Biostatistics and Bioinformatics Section Committee
The SSA Biostatistics and Bioinformatics Section aims to connect and support biostatisticians and bioinformaticians across Australia. In July 2017, Sabine Braat and Karen Lamb were appointed as co-Chairs of the SSA Biostatistics and Bioinformatics Section and formed a committee to help guide biostatistics and bioinformatics events across Australia. The Biostatistics and Bioinformatics section committee includes individuals from a range of backgrounds with diverse expertise:
Sabine is a biostatistician at the University of Melbourne and has 20 years experience working in the pharmaceutical industry and university settings. She is an expert in the design, analysis, and reporting of clinical trials.
Karen is a biostatistician and senior research fellow in the Generation Victoria (GenV) team at the Murdoch Children’s Research Institute in Melbourne. Karen’s research interests are varied but her primary research focus is on advancing the understanding of neighbourhood effects on health through the application and development of novel statistical methods.
Nicole De La Mata is an early-career biostatistician working at the The University of Sydney School of Public Health. Nicole’s research uses data linkage and observational cohorts to outcomes in people with end-stage kidney disease and assess disease transmission in organ donors in NSW.
Alysha De Livera is an academic in the Centre for Epidemiology and Biostatistics at the University of Melbourne, with applied and methodological interests in biostatistics and bioinformatics.

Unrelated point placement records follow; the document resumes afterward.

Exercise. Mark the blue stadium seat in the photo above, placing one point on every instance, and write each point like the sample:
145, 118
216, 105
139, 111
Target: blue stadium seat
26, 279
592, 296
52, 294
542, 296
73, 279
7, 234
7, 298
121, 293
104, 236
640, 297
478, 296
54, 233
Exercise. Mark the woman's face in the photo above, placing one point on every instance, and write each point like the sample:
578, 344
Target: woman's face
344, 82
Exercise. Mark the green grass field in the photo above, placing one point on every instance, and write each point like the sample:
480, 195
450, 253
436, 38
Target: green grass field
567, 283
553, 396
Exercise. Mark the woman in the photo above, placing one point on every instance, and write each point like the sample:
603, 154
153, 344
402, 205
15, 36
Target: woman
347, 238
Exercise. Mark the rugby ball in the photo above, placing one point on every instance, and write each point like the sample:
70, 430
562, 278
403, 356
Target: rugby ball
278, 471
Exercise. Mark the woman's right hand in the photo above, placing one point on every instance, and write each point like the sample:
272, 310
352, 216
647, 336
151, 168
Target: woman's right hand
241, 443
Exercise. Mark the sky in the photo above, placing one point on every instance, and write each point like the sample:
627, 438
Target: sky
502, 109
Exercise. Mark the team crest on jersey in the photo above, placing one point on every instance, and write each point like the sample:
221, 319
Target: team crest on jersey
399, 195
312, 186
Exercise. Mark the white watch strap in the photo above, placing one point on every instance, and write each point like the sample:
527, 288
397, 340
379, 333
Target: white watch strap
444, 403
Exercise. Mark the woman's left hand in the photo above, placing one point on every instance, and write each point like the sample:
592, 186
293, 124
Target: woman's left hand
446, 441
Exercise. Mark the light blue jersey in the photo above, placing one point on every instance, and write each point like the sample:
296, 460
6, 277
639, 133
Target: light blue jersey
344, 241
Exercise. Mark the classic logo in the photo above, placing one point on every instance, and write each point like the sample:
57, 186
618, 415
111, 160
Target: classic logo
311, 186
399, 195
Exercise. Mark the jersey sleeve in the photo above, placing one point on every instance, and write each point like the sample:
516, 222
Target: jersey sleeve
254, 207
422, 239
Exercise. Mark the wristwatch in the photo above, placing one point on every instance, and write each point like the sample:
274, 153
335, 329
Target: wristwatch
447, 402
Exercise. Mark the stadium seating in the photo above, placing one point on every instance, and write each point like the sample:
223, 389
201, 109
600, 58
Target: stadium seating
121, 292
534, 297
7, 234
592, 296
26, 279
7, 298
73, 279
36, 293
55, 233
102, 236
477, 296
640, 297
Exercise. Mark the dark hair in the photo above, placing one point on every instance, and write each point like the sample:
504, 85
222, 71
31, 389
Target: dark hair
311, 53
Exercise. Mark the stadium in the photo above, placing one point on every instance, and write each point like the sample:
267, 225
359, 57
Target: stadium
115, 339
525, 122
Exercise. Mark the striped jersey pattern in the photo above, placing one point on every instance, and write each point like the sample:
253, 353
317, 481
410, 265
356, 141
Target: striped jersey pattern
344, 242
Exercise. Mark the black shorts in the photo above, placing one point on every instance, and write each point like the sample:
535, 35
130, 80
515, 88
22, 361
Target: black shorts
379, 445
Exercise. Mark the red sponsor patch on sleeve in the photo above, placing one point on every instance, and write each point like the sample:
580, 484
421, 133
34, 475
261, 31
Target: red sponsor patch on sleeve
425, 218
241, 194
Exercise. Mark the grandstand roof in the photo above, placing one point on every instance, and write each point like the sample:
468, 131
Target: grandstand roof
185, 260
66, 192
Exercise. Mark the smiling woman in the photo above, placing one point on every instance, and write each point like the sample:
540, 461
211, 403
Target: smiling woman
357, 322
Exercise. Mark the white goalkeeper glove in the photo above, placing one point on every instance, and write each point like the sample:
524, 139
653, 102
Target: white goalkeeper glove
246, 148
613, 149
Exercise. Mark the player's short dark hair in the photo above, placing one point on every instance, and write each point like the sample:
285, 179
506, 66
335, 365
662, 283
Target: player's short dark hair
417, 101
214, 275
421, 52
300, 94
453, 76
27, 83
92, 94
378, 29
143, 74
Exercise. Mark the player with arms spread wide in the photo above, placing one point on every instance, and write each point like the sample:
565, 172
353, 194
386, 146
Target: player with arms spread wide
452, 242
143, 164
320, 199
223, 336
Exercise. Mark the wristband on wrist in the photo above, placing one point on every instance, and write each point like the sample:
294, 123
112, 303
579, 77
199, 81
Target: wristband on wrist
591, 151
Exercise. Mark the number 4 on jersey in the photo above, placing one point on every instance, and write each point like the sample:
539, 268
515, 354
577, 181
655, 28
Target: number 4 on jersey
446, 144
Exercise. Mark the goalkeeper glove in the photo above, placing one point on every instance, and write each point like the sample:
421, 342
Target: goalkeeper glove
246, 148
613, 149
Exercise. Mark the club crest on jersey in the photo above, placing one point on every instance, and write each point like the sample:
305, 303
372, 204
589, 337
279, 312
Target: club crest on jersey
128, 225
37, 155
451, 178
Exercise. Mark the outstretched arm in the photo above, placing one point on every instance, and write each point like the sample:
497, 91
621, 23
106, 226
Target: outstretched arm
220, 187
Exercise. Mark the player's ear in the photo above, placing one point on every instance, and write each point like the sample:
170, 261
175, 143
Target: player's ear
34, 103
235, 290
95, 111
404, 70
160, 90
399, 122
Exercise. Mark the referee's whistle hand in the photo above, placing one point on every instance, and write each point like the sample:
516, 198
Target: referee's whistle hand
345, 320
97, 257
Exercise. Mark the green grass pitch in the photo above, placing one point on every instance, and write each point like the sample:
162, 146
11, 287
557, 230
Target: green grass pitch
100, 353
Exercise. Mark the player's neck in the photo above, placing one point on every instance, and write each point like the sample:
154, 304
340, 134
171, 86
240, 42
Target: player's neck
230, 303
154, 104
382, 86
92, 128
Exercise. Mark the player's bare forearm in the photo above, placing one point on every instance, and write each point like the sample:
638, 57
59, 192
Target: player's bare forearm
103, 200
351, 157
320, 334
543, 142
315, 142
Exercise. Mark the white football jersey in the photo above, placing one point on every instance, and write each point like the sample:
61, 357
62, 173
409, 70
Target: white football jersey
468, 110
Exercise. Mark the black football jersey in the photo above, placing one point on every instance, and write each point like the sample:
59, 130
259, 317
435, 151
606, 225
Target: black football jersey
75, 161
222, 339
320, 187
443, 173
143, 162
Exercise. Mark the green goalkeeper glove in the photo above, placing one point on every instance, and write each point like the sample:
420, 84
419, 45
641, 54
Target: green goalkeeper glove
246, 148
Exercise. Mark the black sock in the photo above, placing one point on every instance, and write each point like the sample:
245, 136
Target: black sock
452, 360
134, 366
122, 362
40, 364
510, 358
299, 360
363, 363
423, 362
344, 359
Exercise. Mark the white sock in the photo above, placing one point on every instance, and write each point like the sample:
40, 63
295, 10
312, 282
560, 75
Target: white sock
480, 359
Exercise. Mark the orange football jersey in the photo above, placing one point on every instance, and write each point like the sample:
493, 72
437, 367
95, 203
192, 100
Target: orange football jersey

Jaimi Greenslade is a researcher and biostatistician at the Emergency and Trauma Centre of the Royal Brisbane and Women’s Hospital. Her research interest is in the diagnosis of patients with chest pain and infection.
Murthy Mittinty is a senior research fellow in the School of Public Health at the University of Adelaide. His research interests are in application of statistical methods to problems concerning public health, design and analysis of observational data, imputation of missing data and causal inference.